Founder Mary Kay Ash launched the cosmetics firm in 1963, and the company has had five headquarters locations since its start. Its first home was a roughly 500-square-foot storefront in Dallas’ Exchange Park office complex.

The 546,000-square-foot Addison headquarters took almost ten years to complete. The building was previously designed to serve as the headquarters of SunBelt Savings. However, the project went into default during the 1980s real estate crash. It was unfinished and unoccupied.

In 1993, Dallas businessman Don Carter bought the former SunBelt building for $22.6 million from federal banking regulators.

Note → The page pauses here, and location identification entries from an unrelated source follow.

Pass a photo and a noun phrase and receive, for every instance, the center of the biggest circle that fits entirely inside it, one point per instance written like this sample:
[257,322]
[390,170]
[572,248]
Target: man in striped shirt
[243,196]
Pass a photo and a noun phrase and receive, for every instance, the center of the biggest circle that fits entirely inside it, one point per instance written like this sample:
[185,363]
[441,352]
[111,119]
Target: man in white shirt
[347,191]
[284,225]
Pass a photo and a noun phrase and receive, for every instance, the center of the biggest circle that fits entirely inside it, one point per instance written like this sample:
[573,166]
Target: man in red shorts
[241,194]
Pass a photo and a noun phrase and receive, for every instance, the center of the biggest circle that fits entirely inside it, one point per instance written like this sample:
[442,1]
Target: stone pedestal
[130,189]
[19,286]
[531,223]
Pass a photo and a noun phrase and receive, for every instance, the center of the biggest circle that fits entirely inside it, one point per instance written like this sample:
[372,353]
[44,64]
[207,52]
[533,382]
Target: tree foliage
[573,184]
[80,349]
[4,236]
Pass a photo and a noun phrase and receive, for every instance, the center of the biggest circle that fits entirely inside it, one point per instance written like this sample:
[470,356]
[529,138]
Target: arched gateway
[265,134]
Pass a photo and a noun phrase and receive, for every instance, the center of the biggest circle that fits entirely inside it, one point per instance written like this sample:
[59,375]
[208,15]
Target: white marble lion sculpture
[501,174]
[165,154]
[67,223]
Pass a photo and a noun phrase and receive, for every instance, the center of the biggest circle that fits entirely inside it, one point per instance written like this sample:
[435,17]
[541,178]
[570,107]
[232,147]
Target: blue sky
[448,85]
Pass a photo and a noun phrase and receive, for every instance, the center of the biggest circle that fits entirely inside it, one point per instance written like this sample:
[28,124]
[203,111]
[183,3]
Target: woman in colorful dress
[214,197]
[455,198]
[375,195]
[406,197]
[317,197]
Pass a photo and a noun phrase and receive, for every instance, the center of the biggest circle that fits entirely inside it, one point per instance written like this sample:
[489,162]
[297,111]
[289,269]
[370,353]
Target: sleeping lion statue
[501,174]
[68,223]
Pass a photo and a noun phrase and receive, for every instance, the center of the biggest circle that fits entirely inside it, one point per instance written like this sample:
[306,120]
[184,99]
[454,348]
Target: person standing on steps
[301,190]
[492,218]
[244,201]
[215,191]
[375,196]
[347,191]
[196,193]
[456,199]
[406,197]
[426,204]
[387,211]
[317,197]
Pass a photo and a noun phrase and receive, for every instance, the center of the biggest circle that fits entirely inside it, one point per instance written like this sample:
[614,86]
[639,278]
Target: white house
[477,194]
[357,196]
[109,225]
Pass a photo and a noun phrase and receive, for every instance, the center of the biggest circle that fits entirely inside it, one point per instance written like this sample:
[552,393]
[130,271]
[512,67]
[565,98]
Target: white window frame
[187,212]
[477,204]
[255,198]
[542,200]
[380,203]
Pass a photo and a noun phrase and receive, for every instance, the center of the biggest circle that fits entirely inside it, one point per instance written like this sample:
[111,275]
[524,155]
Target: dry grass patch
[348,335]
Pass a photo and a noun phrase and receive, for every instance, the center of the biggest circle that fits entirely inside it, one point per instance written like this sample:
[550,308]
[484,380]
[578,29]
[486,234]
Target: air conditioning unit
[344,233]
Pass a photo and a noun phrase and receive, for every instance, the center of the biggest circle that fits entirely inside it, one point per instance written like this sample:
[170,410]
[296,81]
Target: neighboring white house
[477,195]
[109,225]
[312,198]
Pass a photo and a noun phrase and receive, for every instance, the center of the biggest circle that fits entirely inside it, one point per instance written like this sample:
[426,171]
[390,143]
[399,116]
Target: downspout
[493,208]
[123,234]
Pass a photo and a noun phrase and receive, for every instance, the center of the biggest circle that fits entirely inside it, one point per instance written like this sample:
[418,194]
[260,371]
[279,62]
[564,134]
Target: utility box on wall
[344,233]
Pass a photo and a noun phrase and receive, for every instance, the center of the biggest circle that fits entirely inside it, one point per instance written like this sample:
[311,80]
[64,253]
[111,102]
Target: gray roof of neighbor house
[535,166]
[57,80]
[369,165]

He sold it to Mary Kay nine months later for an undisclosed price.

In addition to the Addison headquarters, Mary Kay constructed a more than $100 million manufacturing and R&D complex at the northeast corner of Denton Tap Road and Vista Ridge Mall Drive near State Highway 121 in Lewisville.

The cosmetics firm is dealing with legal and financial woes. Ash’s descendants are battling over the future of the company, D Magazine reported earlier this year. The legal fight is driven by her son and former CEO Richard Rogers.

Rogers is accusing current Mary Kay CEO — his own son Ryan Rogers — of mismanaging the company.

Richard Rogers alleges the company went from a $51 million comprehensive income in 2021 to a $46 million loss in comprehensive income in 2025.